L'ensemble du réseau France Bleu s'est mobilisé ce jeudi pour recenser les points noirs des transports en France. Ici, en Mayenne, nous avons choisi de nous focaliser sur le pont de Pritz, entre Laval et Changé, qui est surchargé tous les jours à l'heure de pointe car la rocade est à deux fois deux voies mais le pont n'a qu'une voie dans chaque sens.

"Ce n'est pas le pont qui bloque. L'étude a été faite, si on double le pont, ça ne résout pas la difficulté. Ce qui pose problème, ce sont les deux giratoires de part et d'autres parce qu'ils sont trop proches du pont et trop étroits", assure Olivier Richefou, le président du département de la Mayenne, invité de France Bleu Mayenne.

"La seule vraie solution proposée par les cabinets d'études spécialistes, c'est de supprimer les deux giratoires et sans doute par confort de doubler le pont quelques temps après. Mais _supprimer les deux giratoires est la seule solution technique qui réglera cette difficulté_."

D'autres solutions avancées, sans succès

D'autres aménagements ont été évoqués pour mettre fin aux embouteillages de l'heure de pointe, sans succès à l'heure qu'il est. "On peut faire en sorte qu'il y ait moins de voitures mais ça ne marche pas.
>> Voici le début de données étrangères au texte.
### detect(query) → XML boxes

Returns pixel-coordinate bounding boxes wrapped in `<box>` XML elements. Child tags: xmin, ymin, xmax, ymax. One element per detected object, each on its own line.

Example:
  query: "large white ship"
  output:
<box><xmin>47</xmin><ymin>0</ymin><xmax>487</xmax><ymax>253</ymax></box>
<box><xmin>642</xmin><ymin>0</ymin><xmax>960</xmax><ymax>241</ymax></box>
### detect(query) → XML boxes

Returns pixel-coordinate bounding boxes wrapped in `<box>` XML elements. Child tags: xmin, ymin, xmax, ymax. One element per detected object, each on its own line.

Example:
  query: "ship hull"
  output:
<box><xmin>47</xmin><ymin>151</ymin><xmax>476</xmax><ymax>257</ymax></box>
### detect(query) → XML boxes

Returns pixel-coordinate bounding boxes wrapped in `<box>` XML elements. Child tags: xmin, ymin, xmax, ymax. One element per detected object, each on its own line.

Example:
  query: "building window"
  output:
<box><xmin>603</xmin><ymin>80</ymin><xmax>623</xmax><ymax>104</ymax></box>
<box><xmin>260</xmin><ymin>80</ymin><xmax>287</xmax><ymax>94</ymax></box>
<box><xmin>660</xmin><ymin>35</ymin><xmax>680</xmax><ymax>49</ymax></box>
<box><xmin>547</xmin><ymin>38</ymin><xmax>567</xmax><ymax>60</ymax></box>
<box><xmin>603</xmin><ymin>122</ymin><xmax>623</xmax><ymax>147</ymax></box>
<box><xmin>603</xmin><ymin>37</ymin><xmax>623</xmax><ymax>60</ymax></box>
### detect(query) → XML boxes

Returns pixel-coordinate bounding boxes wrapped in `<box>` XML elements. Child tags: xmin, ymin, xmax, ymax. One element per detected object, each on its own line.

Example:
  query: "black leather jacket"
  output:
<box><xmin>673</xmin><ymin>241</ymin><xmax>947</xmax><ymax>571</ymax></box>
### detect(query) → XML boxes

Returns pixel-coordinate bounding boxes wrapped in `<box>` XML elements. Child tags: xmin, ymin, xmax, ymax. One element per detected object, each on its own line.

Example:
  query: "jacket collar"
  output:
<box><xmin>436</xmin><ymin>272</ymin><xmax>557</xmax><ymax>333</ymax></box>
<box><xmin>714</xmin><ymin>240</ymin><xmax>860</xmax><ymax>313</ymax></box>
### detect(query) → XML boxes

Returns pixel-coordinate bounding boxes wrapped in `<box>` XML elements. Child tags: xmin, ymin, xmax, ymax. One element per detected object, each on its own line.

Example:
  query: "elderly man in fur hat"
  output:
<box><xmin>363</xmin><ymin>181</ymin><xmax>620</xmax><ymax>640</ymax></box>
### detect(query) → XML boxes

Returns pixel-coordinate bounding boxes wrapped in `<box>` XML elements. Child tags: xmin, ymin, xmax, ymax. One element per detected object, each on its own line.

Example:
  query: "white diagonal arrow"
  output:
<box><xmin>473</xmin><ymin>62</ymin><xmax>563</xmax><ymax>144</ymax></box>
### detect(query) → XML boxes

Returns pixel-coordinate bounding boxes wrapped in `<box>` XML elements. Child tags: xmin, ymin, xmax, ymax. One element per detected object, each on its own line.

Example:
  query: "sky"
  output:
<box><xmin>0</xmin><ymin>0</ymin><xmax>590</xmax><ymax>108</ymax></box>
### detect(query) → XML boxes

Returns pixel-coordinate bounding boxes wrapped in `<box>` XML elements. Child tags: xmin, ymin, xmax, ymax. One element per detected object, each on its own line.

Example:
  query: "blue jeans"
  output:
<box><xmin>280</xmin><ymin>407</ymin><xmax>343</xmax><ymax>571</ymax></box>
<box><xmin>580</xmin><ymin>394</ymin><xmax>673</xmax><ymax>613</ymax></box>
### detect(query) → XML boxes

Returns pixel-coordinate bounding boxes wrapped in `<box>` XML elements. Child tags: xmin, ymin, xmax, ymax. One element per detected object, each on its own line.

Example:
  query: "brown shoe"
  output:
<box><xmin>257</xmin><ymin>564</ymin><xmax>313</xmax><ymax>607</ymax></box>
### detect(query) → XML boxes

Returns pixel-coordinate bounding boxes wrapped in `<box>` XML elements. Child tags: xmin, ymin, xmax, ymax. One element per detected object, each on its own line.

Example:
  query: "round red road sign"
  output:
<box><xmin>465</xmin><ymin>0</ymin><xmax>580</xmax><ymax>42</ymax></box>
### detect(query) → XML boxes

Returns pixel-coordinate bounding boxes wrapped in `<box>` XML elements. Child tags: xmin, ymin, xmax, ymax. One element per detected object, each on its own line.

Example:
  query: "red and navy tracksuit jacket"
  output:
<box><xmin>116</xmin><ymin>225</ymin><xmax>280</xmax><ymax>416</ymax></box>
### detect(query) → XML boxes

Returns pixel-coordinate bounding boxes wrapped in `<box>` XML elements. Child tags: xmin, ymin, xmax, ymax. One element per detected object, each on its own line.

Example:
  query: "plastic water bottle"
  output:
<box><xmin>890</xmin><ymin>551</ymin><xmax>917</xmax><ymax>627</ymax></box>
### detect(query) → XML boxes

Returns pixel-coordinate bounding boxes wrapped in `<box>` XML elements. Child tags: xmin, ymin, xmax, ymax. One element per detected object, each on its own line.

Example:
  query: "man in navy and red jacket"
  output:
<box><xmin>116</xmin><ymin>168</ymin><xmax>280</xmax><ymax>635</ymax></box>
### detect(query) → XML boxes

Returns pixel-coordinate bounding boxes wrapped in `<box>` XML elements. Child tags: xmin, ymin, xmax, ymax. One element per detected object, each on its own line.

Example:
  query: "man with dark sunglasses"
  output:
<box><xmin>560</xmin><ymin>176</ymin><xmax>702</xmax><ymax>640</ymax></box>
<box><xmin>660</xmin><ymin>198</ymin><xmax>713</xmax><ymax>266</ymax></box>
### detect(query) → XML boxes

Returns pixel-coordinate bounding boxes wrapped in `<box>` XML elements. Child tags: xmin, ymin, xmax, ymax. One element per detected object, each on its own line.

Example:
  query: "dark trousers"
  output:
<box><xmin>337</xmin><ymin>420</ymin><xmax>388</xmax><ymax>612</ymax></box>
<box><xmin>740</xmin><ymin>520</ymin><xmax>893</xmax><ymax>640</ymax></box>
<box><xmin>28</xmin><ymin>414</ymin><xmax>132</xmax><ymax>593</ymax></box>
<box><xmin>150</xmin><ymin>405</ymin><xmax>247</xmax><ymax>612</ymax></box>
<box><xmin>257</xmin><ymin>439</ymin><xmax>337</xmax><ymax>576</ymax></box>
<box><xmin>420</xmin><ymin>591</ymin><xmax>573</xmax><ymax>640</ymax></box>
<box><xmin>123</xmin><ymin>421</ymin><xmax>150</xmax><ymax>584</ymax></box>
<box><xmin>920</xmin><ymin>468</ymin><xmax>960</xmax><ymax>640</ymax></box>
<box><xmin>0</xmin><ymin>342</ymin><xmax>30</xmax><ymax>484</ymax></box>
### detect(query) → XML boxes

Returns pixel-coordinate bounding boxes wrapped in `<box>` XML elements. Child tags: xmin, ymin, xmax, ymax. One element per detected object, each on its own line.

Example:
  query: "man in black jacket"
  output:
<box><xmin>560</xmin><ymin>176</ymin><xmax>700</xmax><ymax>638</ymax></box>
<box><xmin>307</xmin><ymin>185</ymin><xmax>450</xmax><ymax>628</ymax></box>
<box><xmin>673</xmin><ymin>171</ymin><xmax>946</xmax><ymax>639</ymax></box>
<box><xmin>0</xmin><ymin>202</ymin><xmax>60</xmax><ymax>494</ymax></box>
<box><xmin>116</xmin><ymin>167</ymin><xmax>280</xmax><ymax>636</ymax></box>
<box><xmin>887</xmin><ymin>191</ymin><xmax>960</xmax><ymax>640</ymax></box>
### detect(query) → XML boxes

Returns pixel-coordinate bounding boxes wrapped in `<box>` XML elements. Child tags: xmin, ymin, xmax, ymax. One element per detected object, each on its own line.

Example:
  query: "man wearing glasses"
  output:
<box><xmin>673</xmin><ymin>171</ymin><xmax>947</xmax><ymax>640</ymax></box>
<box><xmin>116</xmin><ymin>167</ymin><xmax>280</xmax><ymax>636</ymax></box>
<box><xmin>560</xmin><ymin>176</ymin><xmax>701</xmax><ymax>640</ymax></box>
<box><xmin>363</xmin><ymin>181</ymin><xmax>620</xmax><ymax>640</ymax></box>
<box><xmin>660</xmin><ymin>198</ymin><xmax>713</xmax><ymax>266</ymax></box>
Quand le pont a été mis en service, il y avait 17 000 véhicules par jour. Aujourd'hui, on est à 30 000 et _ça augmente tous les ans malgré les efforts faits sur les transports en communs_. Et ça ne ralentira pas."

"Nous Français, nous Mayennais, nous utilisons nos véhicules parce que nous n'avons pas d'autres moyens de nous déplacer."            
Olivier Richefou

Le projet de supprimer les giratoires est "réel" assure le président du département. "Nous avons d'ailleurs acquis une maison qui était nécessaire pour réaliser ce projet. Mais il n'a pas été sans doute suffisamment expliqué parce qu'il y a deux ou trois ans il a fait l'objet d'une polémique. Donc nous avons souhaité appuyer sur le bouton pause pour voir si d'autres solutions sont envisageables. Par exemple, la gratuité de la portion d'autoroute qui permet de contourner le pont, mais l'impact aujourd'hui est de 7 000 véhicules par mois : c'est moins de 1% de la circulation."

"La solution d'origine - la suppression des rond-points - reste dans les cartons", conclut-il. "Ça peut devenir un sujet politique et je suis prêt qu'il soit abordé politiquement."